Philadelphia Cheese Steak
These days, everybody from Jack in the Box to falafel stands are selling cheese steaks, and you may wonder what all the fuss is about. Here’s a place where you can get the real thing: chopped-up steak and buttery white American cheese on a spongy bun flown in from Philadelphia. Add some hot peppers, and that’s eating.--C.P.
The Philadelphia Connection, 633 S. Arroyo Parkway, Pasadena. (626) 304-9944. Cheese steak: $5.25.
Stuffed Chicken Wings
G.C. River makes extraordinary deep-fried chicken wings with a glutinous rice stuffing. A dark, fruity dipping sauce complements them perfectly. They’re not on the regular menu but you can call in advance to order them.--B.H.
G.C. River, 727 E. Valley Blvd., San Gabriel. (626) 288-6182. Stuffed chicken wings: $2.50 each.
Most of Zazou’s dishes have the trademark exuberance of California cuisine, but none more than the grilled ahi with “air-roasted” (baked, presumably) tomatoes. It’s a mug made of couscous filled with sweet roasted tomatoes, piled high with seared tuna, surrounded by eggplant caponata.--C.P.
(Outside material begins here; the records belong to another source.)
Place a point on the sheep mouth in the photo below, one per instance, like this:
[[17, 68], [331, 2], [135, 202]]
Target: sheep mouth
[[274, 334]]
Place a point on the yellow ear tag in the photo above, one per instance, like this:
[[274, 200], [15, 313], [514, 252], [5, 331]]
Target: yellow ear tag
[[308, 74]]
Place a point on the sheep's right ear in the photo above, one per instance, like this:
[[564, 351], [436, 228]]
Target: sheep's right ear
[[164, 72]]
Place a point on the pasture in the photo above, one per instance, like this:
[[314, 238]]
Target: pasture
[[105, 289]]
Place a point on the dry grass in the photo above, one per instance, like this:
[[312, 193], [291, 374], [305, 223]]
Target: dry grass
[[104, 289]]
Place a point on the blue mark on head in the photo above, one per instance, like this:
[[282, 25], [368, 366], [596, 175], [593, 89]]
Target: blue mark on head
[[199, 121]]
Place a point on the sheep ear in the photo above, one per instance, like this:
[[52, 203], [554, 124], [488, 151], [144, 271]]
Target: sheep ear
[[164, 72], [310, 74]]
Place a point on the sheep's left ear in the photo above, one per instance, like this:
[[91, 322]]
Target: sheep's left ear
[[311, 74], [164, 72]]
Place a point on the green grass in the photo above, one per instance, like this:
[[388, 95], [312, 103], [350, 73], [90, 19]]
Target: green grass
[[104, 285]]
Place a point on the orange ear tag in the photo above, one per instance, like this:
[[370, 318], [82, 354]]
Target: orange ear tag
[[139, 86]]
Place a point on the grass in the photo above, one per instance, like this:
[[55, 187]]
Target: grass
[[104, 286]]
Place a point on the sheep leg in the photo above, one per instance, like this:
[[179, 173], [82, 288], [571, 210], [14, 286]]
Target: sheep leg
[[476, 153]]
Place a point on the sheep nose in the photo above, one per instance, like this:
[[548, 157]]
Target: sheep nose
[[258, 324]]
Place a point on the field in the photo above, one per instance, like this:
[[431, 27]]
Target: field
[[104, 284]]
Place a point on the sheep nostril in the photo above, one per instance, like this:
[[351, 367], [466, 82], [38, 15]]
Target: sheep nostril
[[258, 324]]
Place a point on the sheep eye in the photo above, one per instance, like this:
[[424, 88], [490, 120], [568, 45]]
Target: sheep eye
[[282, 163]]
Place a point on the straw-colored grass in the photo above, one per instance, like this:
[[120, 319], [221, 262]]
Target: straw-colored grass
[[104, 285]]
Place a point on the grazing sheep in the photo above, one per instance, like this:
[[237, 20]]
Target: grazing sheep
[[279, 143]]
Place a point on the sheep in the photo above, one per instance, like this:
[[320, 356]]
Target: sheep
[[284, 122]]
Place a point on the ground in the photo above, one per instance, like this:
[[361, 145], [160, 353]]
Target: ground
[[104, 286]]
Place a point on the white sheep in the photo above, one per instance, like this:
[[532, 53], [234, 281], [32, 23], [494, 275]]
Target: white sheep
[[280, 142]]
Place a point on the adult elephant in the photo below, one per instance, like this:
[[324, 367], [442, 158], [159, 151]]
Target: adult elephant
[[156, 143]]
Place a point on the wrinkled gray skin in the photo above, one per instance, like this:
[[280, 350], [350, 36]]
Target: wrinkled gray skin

Zazou Cuisine of the Sun, 1810 S. Catalina Ave., Redondo Beach. (310) 540-4884. Grilled ahi: $16.95.
Tandoori Sea Bass
Sea bass and rack of lamb: It’s really a tie between the Clay Pit’s fish and lamb for best tandoori dish of the year. The lamb has luscious, if unconventional, seasoning and the tender succulence of the spicy fish is delightful. But if I had to pick one, it would be the sea bass.--B.H.